Caso di meningite in ospedale: gravissima insegnante di 46 anni

L’Asl esclude ipotesi di contagio: «Non serve profilassi e non esiste un pericolo per la popolazione» La preside Liberatore: «Per noi un fulmine a ciel sereno. Massima vicinanza alla sua famiglia»
L’AQUILA. È ricoverata in condizioni disperate, nel reparto di Rianimazione, un’insegnante aquilana, madre di due figli, che secondo i medici è affetta da una forma di meningite. La donna era stata ricoverata mercoledì 15 gennaio in ospedale e le sue condizioni sono andate peggiorando tanto da essere trasferita nel reparto di rianimazione.
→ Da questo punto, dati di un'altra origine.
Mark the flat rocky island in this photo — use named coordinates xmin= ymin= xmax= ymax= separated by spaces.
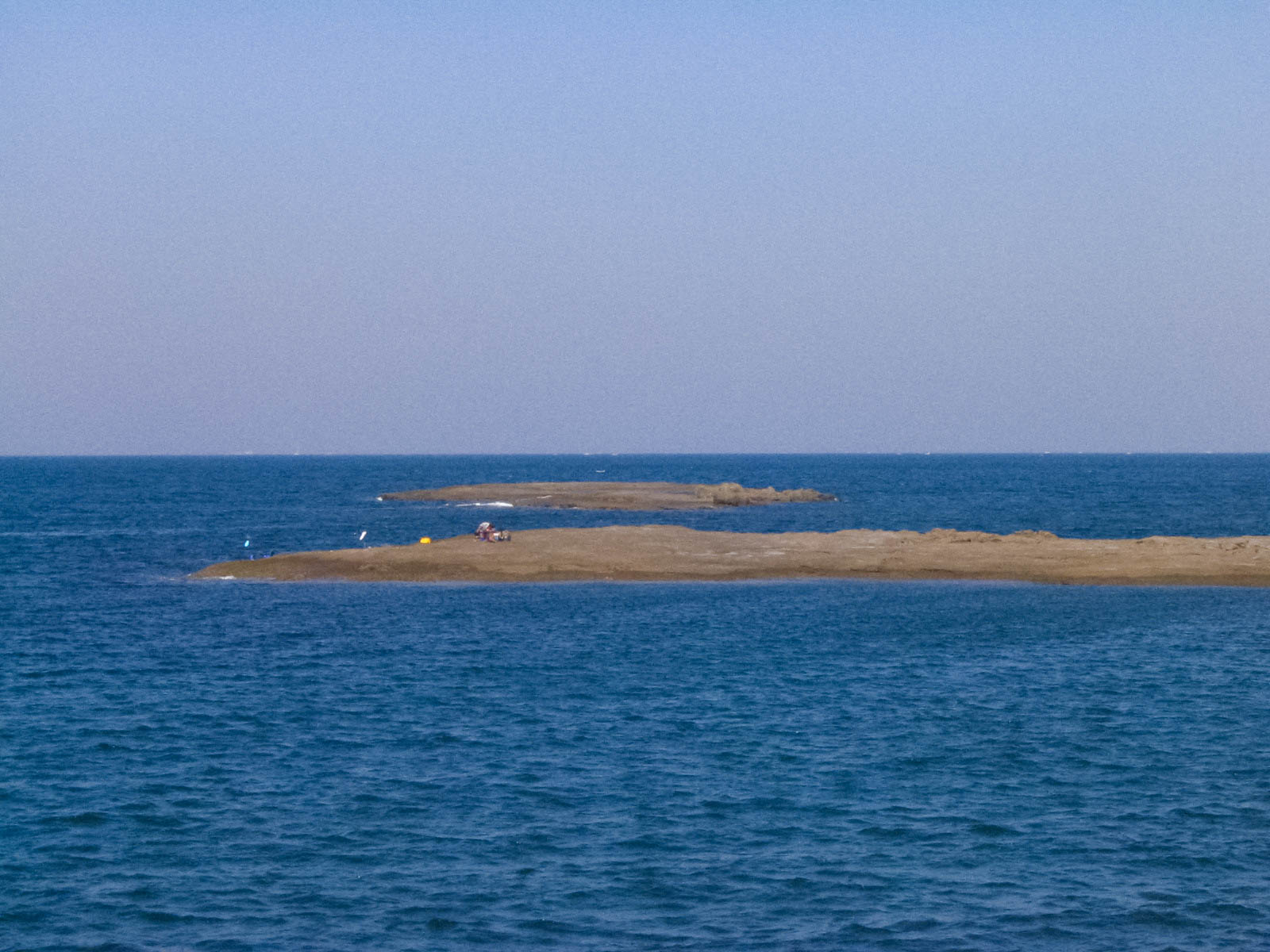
xmin=192 ymin=525 xmax=1270 ymax=586
xmin=379 ymin=482 xmax=837 ymax=510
L’elettroencefalogramma è tenuto sotto controllo nella speranza che le funzioni cerebrali riprendano.
INTERVIENE L’ASL. L’Azienda sanitaria, su disposizione del manager, Roberto Testa, ha diramato un comunicato nel quale non indica la patologia esatta di cui soffre la pazienta, ma esclude contagio. «Il tipo di meningite da cui è affetta la paziente non ha carattere contagioso», si legge nel comunicato, «non necessita di profilassi e non rappresenta quindi un pericolo per la popolazione. La donna è ricoverata in gravi condizioni nel reparto di rianimazione del San Salvatore. La direzione Asl ha informato il sindaco dell’Aquila, Pierluigi Biondi, per avviare eventuali azioni congiunte che però al momento non si rendono necessarie». La comunicazione al sindaco si è resa necessaria in quanto egli, in qualità di rappresentante della comunità locale, potrà emanare provvedimenti urgenti al verificarsi di situazioni di particolare gravità che interessano l’igiene e la sanità pubblica.
SCUOLA IN ANSIA. Preoccupazione nella comunità dell’istituto comprensivo Amiternum, dopo quanto accaduto all’insegnante di sostegno della scuola. A farsi portavoce di tutto il corpo insegnante e del personale è la preside Gabriella Liberatore, che fin dalle prime ore di giovedì mattina ha appreso la notizia. «Subito mi sono attivata per comprendere che cosa fosse realmente accaduto e se ci fossero elementi di pericolosità», spiega. «Siamo sempre stati rassicurati da parte dei medici riguardo all’eventualità di contagi. Ho monitorato tutti i canali di informazioni che sono riuscita a raggiungere per capire cosa fosse meglio fare per la scuola. I medici hanno da subito escluso la possibilità di infezioni. In ogni caso, per queste situazioni esistono protocolli molto precisi». Le lezioni, infatti, ieri mattina si sono svolte regolarmente, senza nessun disagio per gli alunni. «Abbiamo voluto inviare subito un messaggio rassicurante alle famiglie», continua la dirigente scolastica. «È stato un fulmine a ciel sereno. Ci dispiace tantissimo per l’insegnante e per la famiglia, soprattutto i figli. Esprimo tutta la mia vicinanza a loro. La collega l’ho conosciuta quest’anno e l’ho subito apprezzata». L’insegnante, infatti, ha ottenuto a ottobre un contratto a tempo determinato nella scuola come insegnante di sostegno. Le colleghe si sono subito legate alla nuova insegnante e si sono strette alla famiglia in questi giorni. «A scuola si respira un clima di preoccupazione e vicinanza», conclude Liberatore. «Solo qualche giorno fa la docente era a scuola senza problemi. Non c’era stato nessun segnale di quanto sarebbe accaduto: come scuola siamo sempre in allerta per evitare situazioni spiacevoli. Si tratta di una bruttissima sorpresa davvero imprevedibile».
VEGLIA IN PARROCCHIA. L’insegnante di sostegno a tempo determinato nell’istituto Amiternum ha 46 anni e abita a Pianola, dove è residente tutta la sua famiglia. La comunità della popolosa frazione si è stretta intorno all’insegnante e ai suoi cari per sostenerli. Nella notte, nella parrocchia di Pianola, si è tenuta una veglia di preghiera per chiedere la guarigione, presieduta dal parroco don Luciano Bacale Efua.